De acuerdo con el Comando Central de Estados Unidos (CENTCOM), el objetivo abatido fue Bilal Hasan al-Jasim, identificado como un alto mando con experiencia operativa y vinculado directamente con el ataque ocurrido el 13 de diciembre pasado, en el que murieron dos soldados estadounidenses y un intérprete civil.
Las víctimas de aquella emboscada fueron el sargento Edgar Brian Torres-Tovar, el sargento William Nathaniel Howard y el ciudadano estadounidense Ayad Mansoor Sakat, quien se desempeñaba como intérprete. Autoridades militares señalaron que al-Jasim mantenía conexión directa con el integrante del Estado Islámico responsable de ese ataque.

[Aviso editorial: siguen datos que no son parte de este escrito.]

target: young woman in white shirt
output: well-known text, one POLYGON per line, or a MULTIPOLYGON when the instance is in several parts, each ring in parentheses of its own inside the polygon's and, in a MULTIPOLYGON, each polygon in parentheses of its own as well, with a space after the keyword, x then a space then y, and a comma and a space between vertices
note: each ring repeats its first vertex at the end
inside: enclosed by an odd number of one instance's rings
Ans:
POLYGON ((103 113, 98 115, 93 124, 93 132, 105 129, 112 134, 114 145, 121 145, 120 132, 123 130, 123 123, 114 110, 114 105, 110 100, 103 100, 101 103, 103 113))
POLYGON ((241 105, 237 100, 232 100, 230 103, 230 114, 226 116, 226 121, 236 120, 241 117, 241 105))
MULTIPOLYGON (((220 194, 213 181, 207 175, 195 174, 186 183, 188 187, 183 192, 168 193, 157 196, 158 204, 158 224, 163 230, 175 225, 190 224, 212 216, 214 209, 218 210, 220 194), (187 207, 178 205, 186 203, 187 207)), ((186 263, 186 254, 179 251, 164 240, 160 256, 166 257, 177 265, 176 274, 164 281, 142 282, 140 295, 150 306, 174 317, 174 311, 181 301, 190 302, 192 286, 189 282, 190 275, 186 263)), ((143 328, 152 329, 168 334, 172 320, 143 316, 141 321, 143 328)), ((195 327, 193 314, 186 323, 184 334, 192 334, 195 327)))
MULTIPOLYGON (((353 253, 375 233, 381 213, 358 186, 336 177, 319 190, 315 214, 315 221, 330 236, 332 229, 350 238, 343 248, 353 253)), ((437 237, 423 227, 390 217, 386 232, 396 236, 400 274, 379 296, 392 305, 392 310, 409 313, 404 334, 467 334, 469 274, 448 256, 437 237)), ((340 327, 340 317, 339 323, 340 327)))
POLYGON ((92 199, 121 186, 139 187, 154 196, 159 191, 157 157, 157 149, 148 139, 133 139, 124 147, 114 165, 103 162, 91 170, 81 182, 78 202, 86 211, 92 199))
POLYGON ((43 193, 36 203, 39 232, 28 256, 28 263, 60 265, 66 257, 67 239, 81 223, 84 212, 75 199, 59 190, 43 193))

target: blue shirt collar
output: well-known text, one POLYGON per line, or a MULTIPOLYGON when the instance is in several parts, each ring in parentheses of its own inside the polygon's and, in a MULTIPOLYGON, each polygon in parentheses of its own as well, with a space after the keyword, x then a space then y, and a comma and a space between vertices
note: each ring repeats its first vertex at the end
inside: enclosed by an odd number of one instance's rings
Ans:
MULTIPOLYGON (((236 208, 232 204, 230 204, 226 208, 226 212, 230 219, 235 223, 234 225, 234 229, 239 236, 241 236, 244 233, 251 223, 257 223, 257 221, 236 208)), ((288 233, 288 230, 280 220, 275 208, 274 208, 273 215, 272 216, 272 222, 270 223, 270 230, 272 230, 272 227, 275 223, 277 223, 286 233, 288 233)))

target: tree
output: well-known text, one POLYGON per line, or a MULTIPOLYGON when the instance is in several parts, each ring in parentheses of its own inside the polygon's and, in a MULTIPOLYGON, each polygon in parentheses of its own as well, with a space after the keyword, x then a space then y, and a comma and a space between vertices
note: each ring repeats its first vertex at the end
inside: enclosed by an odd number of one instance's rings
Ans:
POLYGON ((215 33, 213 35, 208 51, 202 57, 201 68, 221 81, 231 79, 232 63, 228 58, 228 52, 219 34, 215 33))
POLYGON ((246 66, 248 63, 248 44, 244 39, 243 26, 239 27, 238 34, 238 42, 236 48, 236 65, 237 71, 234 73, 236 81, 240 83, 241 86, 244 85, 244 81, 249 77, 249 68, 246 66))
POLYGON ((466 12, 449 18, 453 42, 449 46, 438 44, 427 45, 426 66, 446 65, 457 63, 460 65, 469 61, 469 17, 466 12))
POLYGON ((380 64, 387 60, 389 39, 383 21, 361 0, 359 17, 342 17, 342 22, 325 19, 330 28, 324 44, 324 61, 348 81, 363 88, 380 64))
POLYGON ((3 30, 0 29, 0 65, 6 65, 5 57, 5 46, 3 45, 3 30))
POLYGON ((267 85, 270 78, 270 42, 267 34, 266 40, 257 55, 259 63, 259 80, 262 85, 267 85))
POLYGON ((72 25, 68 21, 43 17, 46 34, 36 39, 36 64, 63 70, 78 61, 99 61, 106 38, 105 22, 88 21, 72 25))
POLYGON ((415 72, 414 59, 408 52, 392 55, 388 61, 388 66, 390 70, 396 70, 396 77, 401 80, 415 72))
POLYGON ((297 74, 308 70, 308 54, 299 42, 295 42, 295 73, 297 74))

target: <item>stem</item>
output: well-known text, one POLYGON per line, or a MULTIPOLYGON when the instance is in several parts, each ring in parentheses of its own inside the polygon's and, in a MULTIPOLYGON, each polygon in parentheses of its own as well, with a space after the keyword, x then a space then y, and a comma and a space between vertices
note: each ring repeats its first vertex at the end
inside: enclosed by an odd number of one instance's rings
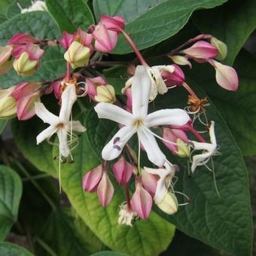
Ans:
POLYGON ((67 61, 67 72, 66 74, 66 81, 68 83, 69 82, 70 80, 70 73, 71 73, 71 67, 70 67, 70 63, 67 61))
POLYGON ((183 82, 183 83, 181 84, 181 85, 183 86, 183 87, 184 87, 184 89, 186 89, 186 90, 188 91, 188 93, 190 93, 190 95, 191 95, 193 97, 194 97, 194 98, 199 99, 198 97, 197 97, 197 96, 196 95, 196 93, 194 92, 194 90, 190 87, 190 86, 189 86, 188 84, 187 84, 185 82, 183 82))
POLYGON ((147 62, 144 59, 142 53, 140 53, 140 51, 139 50, 139 49, 137 48, 137 47, 136 46, 136 44, 134 44, 133 41, 130 37, 130 35, 128 34, 126 34, 123 30, 121 30, 121 32, 122 32, 123 35, 124 36, 124 38, 126 39, 126 41, 129 43, 129 44, 130 45, 130 47, 133 48, 134 53, 136 54, 136 56, 137 56, 139 60, 141 62, 141 63, 143 66, 148 66, 148 65, 147 64, 147 62))

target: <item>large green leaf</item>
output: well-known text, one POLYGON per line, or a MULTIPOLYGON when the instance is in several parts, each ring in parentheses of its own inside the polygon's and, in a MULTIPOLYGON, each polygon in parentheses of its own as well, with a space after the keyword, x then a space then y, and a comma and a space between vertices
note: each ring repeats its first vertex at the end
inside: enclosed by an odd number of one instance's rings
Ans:
POLYGON ((46 5, 61 31, 73 33, 79 27, 85 30, 94 23, 84 0, 46 0, 46 5))
POLYGON ((33 256, 24 248, 11 242, 0 242, 0 254, 5 256, 33 256))
POLYGON ((19 175, 12 169, 0 166, 0 241, 5 239, 17 220, 21 194, 19 175))
MULTIPOLYGON (((33 11, 17 15, 0 25, 0 44, 5 45, 17 33, 28 33, 41 39, 56 39, 61 36, 57 26, 48 13, 33 11)), ((21 77, 12 70, 0 76, 0 84, 8 87, 22 81, 48 81, 66 72, 66 62, 59 47, 46 47, 38 70, 29 78, 21 77)))
POLYGON ((229 92, 215 82, 215 72, 207 65, 194 65, 192 77, 211 96, 225 118, 242 154, 256 153, 256 59, 241 52, 234 63, 239 79, 236 92, 229 92), (202 72, 205 75, 201 75, 202 72))
POLYGON ((40 239, 56 255, 88 255, 88 245, 90 246, 90 250, 93 248, 90 252, 99 251, 101 242, 83 221, 80 221, 80 226, 76 227, 76 219, 69 208, 56 208, 49 216, 40 239), (92 245, 93 242, 94 245, 92 245))
MULTIPOLYGON (((130 1, 94 0, 97 20, 100 15, 120 15, 126 20, 126 31, 139 49, 160 43, 177 33, 187 23, 193 11, 212 8, 227 0, 130 1)), ((114 53, 127 53, 132 50, 123 38, 114 53)))
POLYGON ((212 34, 227 44, 225 62, 232 65, 245 41, 256 29, 255 13, 256 1, 235 0, 213 10, 198 12, 194 20, 203 32, 212 34))

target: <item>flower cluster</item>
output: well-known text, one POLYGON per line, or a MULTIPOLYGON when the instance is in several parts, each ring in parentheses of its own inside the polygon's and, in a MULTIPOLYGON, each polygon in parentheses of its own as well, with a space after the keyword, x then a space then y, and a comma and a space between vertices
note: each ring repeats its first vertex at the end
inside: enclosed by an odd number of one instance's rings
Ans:
POLYGON ((96 191, 100 203, 105 207, 114 194, 114 176, 126 193, 118 223, 132 226, 134 220, 148 218, 153 202, 169 215, 175 214, 179 206, 189 203, 187 195, 175 190, 175 174, 179 168, 168 160, 169 152, 187 158, 191 174, 200 166, 214 172, 209 162, 218 152, 215 122, 209 121, 206 115, 209 102, 207 98, 200 99, 186 83, 182 66, 192 69, 191 59, 210 64, 215 70, 217 83, 228 90, 237 90, 238 78, 232 67, 218 61, 225 58, 227 47, 211 35, 200 35, 167 53, 165 56, 172 61, 169 65, 151 66, 124 27, 121 17, 103 15, 98 24, 90 26, 87 30, 78 29, 73 34, 64 32, 62 38, 55 41, 26 34, 14 35, 6 46, 0 47, 1 75, 13 66, 21 76, 32 75, 40 66, 39 60, 47 50, 44 47, 57 44, 66 50, 63 57, 67 63, 66 72, 55 81, 23 82, 1 90, 0 118, 17 116, 19 120, 26 120, 35 114, 48 123, 49 126, 38 134, 36 140, 38 144, 47 140, 59 147, 60 178, 61 163, 66 162, 68 157, 69 162, 73 161, 72 151, 79 142, 75 133, 86 131, 79 120, 73 120, 72 107, 78 98, 87 96, 99 118, 116 122, 119 130, 103 148, 102 163, 85 174, 83 188, 90 193, 96 191), (133 68, 130 68, 133 65, 128 67, 131 77, 122 90, 126 96, 126 104, 95 69, 99 62, 104 66, 104 54, 114 49, 118 34, 126 39, 140 62, 136 67, 134 62, 133 68), (187 105, 184 109, 149 111, 149 104, 159 94, 166 93, 174 87, 183 88, 189 93, 187 105), (58 116, 41 102, 43 95, 52 92, 59 105, 58 116), (197 130, 197 124, 203 131, 197 130), (202 132, 205 136, 201 135, 202 132), (50 140, 54 134, 57 142, 50 140), (137 141, 136 149, 129 145, 133 136, 137 141), (166 151, 157 140, 163 143, 166 151), (147 156, 151 166, 149 163, 142 166, 142 154, 147 156), (113 175, 110 175, 110 169, 113 175), (181 202, 184 200, 178 195, 183 195, 185 202, 181 202))

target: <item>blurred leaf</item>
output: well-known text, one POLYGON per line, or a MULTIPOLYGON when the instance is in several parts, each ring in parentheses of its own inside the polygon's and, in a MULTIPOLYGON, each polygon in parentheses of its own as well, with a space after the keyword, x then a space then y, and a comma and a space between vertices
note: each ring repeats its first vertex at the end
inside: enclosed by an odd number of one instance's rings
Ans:
POLYGON ((33 256, 21 246, 11 242, 0 242, 0 254, 5 256, 33 256))
POLYGON ((86 30, 94 23, 93 14, 84 0, 46 0, 45 2, 61 31, 73 33, 79 27, 86 30))
POLYGON ((227 45, 224 62, 232 65, 247 38, 256 29, 255 13, 255 0, 233 0, 213 10, 197 12, 193 20, 203 33, 212 34, 227 45))
MULTIPOLYGON (((122 16, 126 20, 126 32, 141 50, 176 34, 195 10, 212 8, 225 2, 227 0, 94 0, 93 9, 97 20, 102 14, 122 16)), ((113 53, 124 54, 131 51, 128 43, 119 37, 113 53)))
POLYGON ((17 221, 21 194, 22 182, 19 175, 12 169, 1 165, 0 241, 5 239, 17 221))

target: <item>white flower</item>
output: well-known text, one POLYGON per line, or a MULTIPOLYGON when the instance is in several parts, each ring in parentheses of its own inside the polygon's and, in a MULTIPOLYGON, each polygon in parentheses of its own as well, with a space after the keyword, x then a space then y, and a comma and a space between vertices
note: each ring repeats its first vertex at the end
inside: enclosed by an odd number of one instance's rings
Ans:
POLYGON ((217 154, 217 142, 215 133, 215 122, 211 122, 209 128, 211 143, 203 143, 191 141, 194 150, 203 150, 200 154, 193 156, 191 172, 195 171, 197 166, 204 166, 210 160, 210 157, 217 154))
POLYGON ((47 110, 44 105, 41 102, 35 102, 35 114, 44 121, 50 124, 50 126, 42 131, 36 137, 37 144, 44 139, 49 139, 54 133, 59 138, 59 153, 64 157, 70 154, 68 142, 68 136, 72 136, 72 132, 85 132, 85 128, 80 121, 70 121, 72 105, 77 99, 75 87, 72 84, 67 84, 67 87, 61 96, 61 108, 59 117, 47 110))
POLYGON ((133 227, 132 222, 135 218, 138 218, 138 215, 134 211, 133 211, 132 209, 129 209, 126 203, 122 203, 120 206, 120 209, 117 221, 118 224, 125 224, 133 227))
POLYGON ((47 8, 46 7, 45 2, 44 1, 32 1, 32 5, 29 6, 28 8, 23 8, 19 3, 17 3, 19 8, 21 10, 21 13, 27 13, 30 11, 48 11, 47 8))
POLYGON ((129 139, 137 133, 150 161, 163 166, 166 157, 149 128, 160 125, 181 126, 187 123, 190 117, 185 111, 179 108, 162 109, 148 114, 151 91, 151 81, 147 70, 139 66, 132 85, 133 114, 110 103, 100 102, 95 107, 99 118, 109 119, 123 125, 103 148, 102 157, 104 160, 117 157, 129 139))

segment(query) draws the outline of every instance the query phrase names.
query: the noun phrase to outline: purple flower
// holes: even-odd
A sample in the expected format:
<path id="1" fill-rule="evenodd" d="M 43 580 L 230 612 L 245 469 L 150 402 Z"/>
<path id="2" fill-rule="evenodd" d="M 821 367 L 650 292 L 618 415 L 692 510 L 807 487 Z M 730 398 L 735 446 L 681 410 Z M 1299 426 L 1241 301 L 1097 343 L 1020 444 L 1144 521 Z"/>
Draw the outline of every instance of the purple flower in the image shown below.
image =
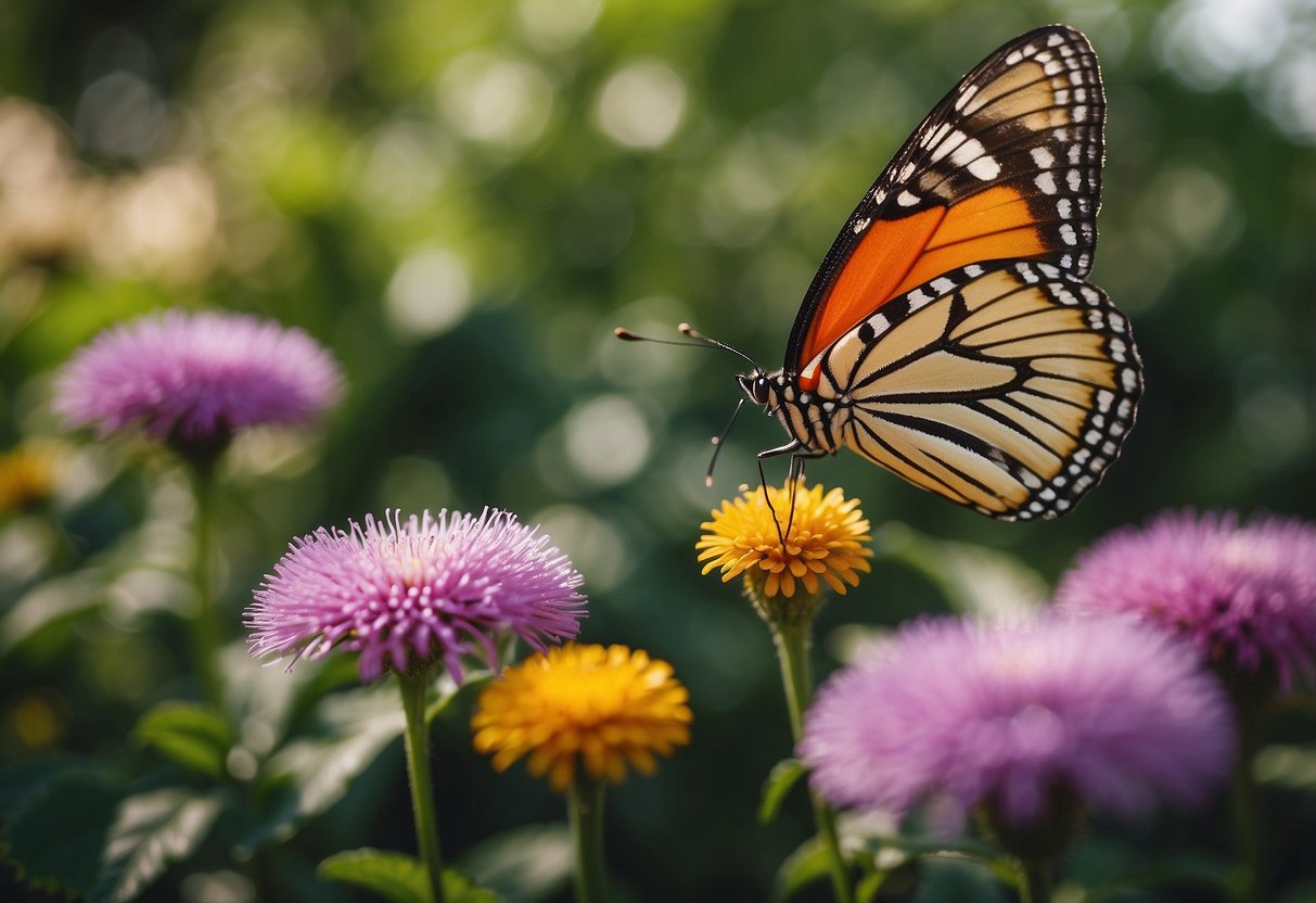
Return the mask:
<path id="1" fill-rule="evenodd" d="M 338 365 L 300 329 L 255 316 L 170 311 L 114 326 L 64 365 L 55 409 L 100 436 L 224 444 L 257 424 L 300 424 L 338 395 Z"/>
<path id="2" fill-rule="evenodd" d="M 462 681 L 472 641 L 497 667 L 512 631 L 538 650 L 579 631 L 580 574 L 537 527 L 504 511 L 366 516 L 351 532 L 317 529 L 291 544 L 247 607 L 251 654 L 361 653 L 363 681 L 442 659 Z"/>
<path id="3" fill-rule="evenodd" d="M 1316 657 L 1316 524 L 1166 512 L 1079 554 L 1055 602 L 1162 624 L 1213 665 L 1274 669 L 1288 688 Z"/>
<path id="4" fill-rule="evenodd" d="M 1228 771 L 1230 711 L 1191 649 L 1125 619 L 1046 615 L 1013 627 L 904 627 L 840 671 L 805 717 L 800 754 L 833 803 L 942 829 L 984 804 L 1016 827 L 1050 806 L 1133 813 L 1200 800 Z"/>

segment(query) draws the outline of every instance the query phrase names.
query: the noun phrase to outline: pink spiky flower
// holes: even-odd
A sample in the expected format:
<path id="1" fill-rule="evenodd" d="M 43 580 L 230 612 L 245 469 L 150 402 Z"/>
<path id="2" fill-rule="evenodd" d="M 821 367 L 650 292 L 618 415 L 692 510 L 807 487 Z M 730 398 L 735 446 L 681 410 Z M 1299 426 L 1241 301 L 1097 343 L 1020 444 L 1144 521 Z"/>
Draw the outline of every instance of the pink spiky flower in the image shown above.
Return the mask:
<path id="1" fill-rule="evenodd" d="M 1192 650 L 1128 619 L 916 621 L 834 675 L 800 753 L 830 802 L 970 810 L 1015 831 L 1200 802 L 1228 774 L 1230 710 Z M 1063 817 L 1062 817 L 1063 816 Z"/>
<path id="2" fill-rule="evenodd" d="M 1159 624 L 1212 665 L 1288 688 L 1316 661 L 1316 524 L 1165 512 L 1080 553 L 1055 603 Z"/>
<path id="3" fill-rule="evenodd" d="M 461 683 L 468 653 L 499 667 L 508 631 L 541 652 L 579 631 L 580 574 L 508 512 L 349 523 L 293 541 L 255 591 L 245 617 L 253 656 L 296 663 L 342 648 L 361 653 L 363 681 L 442 661 Z"/>
<path id="4" fill-rule="evenodd" d="M 221 448 L 247 426 L 309 421 L 341 384 L 333 357 L 300 329 L 170 311 L 107 329 L 74 354 L 55 380 L 55 411 L 103 437 L 137 426 L 183 448 Z"/>

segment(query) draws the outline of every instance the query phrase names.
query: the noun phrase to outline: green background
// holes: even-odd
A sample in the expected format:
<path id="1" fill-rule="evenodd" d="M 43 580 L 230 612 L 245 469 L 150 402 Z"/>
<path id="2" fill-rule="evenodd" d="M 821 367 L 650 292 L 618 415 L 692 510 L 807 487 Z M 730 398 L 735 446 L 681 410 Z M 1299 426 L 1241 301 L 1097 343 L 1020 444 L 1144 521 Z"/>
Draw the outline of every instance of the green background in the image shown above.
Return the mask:
<path id="1" fill-rule="evenodd" d="M 992 523 L 849 453 L 812 463 L 863 500 L 878 541 L 874 573 L 824 613 L 819 670 L 842 625 L 948 608 L 967 546 L 941 541 L 1049 584 L 1086 544 L 1165 508 L 1313 516 L 1303 0 L 7 0 L 0 448 L 62 436 L 51 374 L 112 322 L 220 307 L 303 326 L 349 391 L 318 436 L 251 436 L 230 455 L 232 637 L 287 541 L 317 525 L 484 505 L 542 521 L 586 577 L 582 637 L 647 649 L 692 695 L 692 745 L 611 794 L 619 878 L 640 899 L 759 899 L 807 807 L 754 821 L 790 745 L 776 663 L 734 586 L 700 577 L 694 542 L 780 430 L 742 416 L 705 488 L 738 362 L 612 329 L 674 336 L 688 320 L 778 366 L 817 262 L 888 157 L 962 72 L 1050 21 L 1101 59 L 1092 280 L 1134 326 L 1137 426 L 1051 523 Z M 84 440 L 51 452 L 47 509 L 0 523 L 5 761 L 120 756 L 137 715 L 188 692 L 162 575 L 186 554 L 180 477 L 130 442 Z M 970 567 L 991 595 L 986 582 Z M 63 592 L 32 603 L 42 586 Z M 1003 592 L 988 603 L 1029 595 Z M 524 769 L 492 774 L 463 719 L 437 733 L 445 850 L 561 820 Z M 1174 821 L 1166 836 L 1180 835 L 1224 842 Z M 366 842 L 413 842 L 396 746 L 290 846 L 288 874 Z"/>

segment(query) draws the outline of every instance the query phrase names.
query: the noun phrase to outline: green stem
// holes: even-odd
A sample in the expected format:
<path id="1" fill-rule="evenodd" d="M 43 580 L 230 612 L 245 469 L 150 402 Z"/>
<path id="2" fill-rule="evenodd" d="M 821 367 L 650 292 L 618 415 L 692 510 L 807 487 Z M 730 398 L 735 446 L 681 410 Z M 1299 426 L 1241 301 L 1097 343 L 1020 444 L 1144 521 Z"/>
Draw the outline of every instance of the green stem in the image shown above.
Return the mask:
<path id="1" fill-rule="evenodd" d="M 786 708 L 791 717 L 791 736 L 799 744 L 804 736 L 804 710 L 813 696 L 813 679 L 809 675 L 809 628 L 811 624 L 774 624 L 772 638 L 776 641 L 776 657 L 782 665 L 782 684 L 786 688 Z M 836 829 L 836 813 L 822 799 L 809 791 L 813 804 L 813 823 L 817 825 L 819 840 L 826 852 L 828 867 L 832 873 L 832 889 L 837 903 L 851 903 L 850 874 L 841 854 L 841 840 Z"/>
<path id="2" fill-rule="evenodd" d="M 1051 903 L 1051 866 L 1046 860 L 1024 860 L 1023 903 Z"/>
<path id="3" fill-rule="evenodd" d="M 397 671 L 397 687 L 407 713 L 407 777 L 412 791 L 412 815 L 416 819 L 416 845 L 429 873 L 433 903 L 443 903 L 443 858 L 438 852 L 438 824 L 434 819 L 434 790 L 429 773 L 429 727 L 425 723 L 426 671 Z"/>
<path id="4" fill-rule="evenodd" d="M 575 837 L 576 903 L 608 899 L 603 881 L 603 781 L 576 773 L 567 802 L 571 836 Z"/>
<path id="5" fill-rule="evenodd" d="M 1238 862 L 1242 865 L 1242 887 L 1238 895 L 1244 903 L 1261 903 L 1265 899 L 1261 875 L 1261 808 L 1257 799 L 1257 782 L 1252 777 L 1252 765 L 1257 753 L 1257 719 L 1242 706 L 1237 710 L 1238 749 L 1233 766 L 1233 821 L 1234 844 Z"/>
<path id="6" fill-rule="evenodd" d="M 196 587 L 196 613 L 192 617 L 192 654 L 201 699 L 220 706 L 220 625 L 215 612 L 215 467 L 192 466 L 196 517 L 192 524 L 192 586 Z"/>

El comandante del CENTCOM, almirante Brad Cooper, afirmó que la operación refleja la determinación de Estados Unidos para perseguir a quienes atentan contra su personal. Subrayó que no existe refugio seguro para quienes planifican o ejecutan agresiones contra ciudadanos y fuerzas estadounidenses.
Este bombardeo forma parte de una ofensiva más amplia contra remanentes del Estado Islámico que, según Washington, buscan reorganizarse tras la caída del gobierno de Bashar al Assad hace un año.